The Epsilon’s and distance function’s initialize methods are not called when an ABCSMC run is loaded.

new(db: str, observed_sum_stat: dict = None, *, gt_model: int = None, gt_par: dict = None, meta_info=None) → int

Make a new ABCSMC run.

Parameters:
  • db (str) –

    Has to be a valid SQLAlchemy database identifier. This indicates the database to be used (and created if necessary and possible) for the ABC-SMC run.

    To use an in-memory database pass “sqlite://”. Note that in-memory databases are only available on the master mode. If workers are started on different nodes they won’t be able to access the database. This should not be a problem in most scenarios. The in-memory option is mainly useful for benchmarking (and maybe) for testing.

  • observed_sum_stat (dict, optional) –

    This is the really important parameter here. It is of the form {'statistic_1': val_1, 'statistic_2': val_2, ... }.

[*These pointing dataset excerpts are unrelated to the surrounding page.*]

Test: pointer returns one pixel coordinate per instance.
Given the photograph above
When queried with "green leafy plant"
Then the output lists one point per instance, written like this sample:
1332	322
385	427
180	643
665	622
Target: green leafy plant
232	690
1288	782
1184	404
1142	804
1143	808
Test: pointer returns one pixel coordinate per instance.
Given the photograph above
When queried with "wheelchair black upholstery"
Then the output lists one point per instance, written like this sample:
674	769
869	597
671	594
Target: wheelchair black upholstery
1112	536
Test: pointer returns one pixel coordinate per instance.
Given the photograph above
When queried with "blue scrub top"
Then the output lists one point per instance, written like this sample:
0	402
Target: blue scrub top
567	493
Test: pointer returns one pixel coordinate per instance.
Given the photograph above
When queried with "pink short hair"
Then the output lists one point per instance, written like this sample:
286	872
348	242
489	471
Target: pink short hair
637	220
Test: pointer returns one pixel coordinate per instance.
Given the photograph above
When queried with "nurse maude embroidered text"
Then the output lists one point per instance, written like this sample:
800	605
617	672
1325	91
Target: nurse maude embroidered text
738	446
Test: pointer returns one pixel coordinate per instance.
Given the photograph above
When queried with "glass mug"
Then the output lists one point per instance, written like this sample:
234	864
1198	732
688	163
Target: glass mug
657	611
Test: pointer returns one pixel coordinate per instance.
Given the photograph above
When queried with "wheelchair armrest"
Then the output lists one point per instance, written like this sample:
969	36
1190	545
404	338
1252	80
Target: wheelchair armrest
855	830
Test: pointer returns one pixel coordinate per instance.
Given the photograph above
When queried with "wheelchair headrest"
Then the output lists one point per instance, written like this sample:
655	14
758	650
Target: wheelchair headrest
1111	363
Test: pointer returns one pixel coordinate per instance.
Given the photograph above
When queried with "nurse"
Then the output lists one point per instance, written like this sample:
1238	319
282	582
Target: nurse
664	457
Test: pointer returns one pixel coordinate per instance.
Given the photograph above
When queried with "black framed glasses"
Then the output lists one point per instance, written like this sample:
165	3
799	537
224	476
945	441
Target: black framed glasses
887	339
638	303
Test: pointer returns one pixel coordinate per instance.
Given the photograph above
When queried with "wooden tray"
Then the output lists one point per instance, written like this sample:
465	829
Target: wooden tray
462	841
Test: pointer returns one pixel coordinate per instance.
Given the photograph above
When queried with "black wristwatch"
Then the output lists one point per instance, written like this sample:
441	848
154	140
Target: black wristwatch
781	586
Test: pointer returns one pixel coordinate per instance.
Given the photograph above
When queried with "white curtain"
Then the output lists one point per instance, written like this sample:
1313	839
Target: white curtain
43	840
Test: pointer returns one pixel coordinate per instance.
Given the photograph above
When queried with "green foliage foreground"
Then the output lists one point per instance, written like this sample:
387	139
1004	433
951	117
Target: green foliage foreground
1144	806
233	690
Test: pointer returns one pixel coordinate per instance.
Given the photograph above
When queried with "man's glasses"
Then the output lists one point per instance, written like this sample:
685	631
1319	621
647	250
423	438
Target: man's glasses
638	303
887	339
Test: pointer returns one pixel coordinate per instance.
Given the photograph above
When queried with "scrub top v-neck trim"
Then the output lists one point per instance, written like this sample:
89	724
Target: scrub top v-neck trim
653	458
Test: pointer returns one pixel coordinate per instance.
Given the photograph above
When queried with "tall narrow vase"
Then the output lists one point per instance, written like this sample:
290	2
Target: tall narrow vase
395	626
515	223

    The dictionary provided here represents the measured data. Particle during ABCSMC sampling are compared against the summary statistics provided here.

    The summary statistics’ values can be integers, floats, strings and everything which is a numpy array or can be converted to one (e.g. lists). In addition, pandas.DataFrames can also be used as summary statistics. Note that storage of pandas DataFrames in pyABC’s database is still considered experimental.

    This parameter is optional, as the distance function might implement comparison to the observed data on its own. Not giving this parameter is equivalent to passing an empty dictionary {}.

  • gt_model (int, optional) – This is only meta data stored to the database, but not actually used for the ABCSMC algorithm If you want to predict your ABCSMC procedure against synthetic samples, you can use this parameter to indicate the ground truth model number. This helps with further analysis. If you use actually measured data (and don’t know the ground truth) you don’t have to set this.
  • gt_par (dict, optional) – Similar to ground_truth_model, this is only for recording purposes in the database, but not used in the ABCSMC algorithm. This stores the parameters of the ground truth model if it was synthetically obtained. Don’t give this parameter if you don’t know the ground truth.
  • meta_info (dict, optional) – Can contain an arbitrary number of keys, only for recording purposes. Store arbitrary meta information in this dictionary. Can be used for really anything. This dictionary is stored in the database.
run(minimum_epsilon: float, max_nr_populations: int, min_acceptance_rate: float = 0.0, **kwargs) → pyabc.storage.history.History

Run the ABCSMC model selection until either of the stopping criteria is met.

Parameters:
  • minimum_epsilon (float) – Stop if epsilon is smaller than minimum epsilon specified here.
  • max_nr_populations (int) – The maximum number of populations. Stop if this number is reached.
  • min_acceptance_rate (float, optional) – Minimal allowed acceptance rate. Sampling stops if a population has a lower rate.

Population after population is sampled and particles which are close enough to the observed data are accepted and added to the next population. If an adaptive Epsilon is specified (this is the default), then the acceptance threshold decreases from population to population automatically in a data dependent way.

Sampling of further populations is stopped, when either of the three stopping criteria is met:

  • the maximum number of populations max_nr_populations is reached,
  • the acceptance threshold for the last sampled population was smaller than minimum_epsilon,
  • or the acceptance rate dropped below acceptance_rate.

The value of minimum_epsilon determines the quality of the ABCSMC approximation. The smaller the better. But sampling time also increases with decreasing minimum_epsilon.

This method can be called repeatedly to sample further populations after sampling was stopped once.

set_data(observed_summary_statistics: dict, abc_options: Union[dict, str], ground_truth_model: int = -1, ground_truth_parameter: dict = None)

This method is an alias for the new method. This method is deprecated and to be removed in future releases. Use the new method instead. Note that the argument order has changed!

Warning

The method “set_data” is deprecated.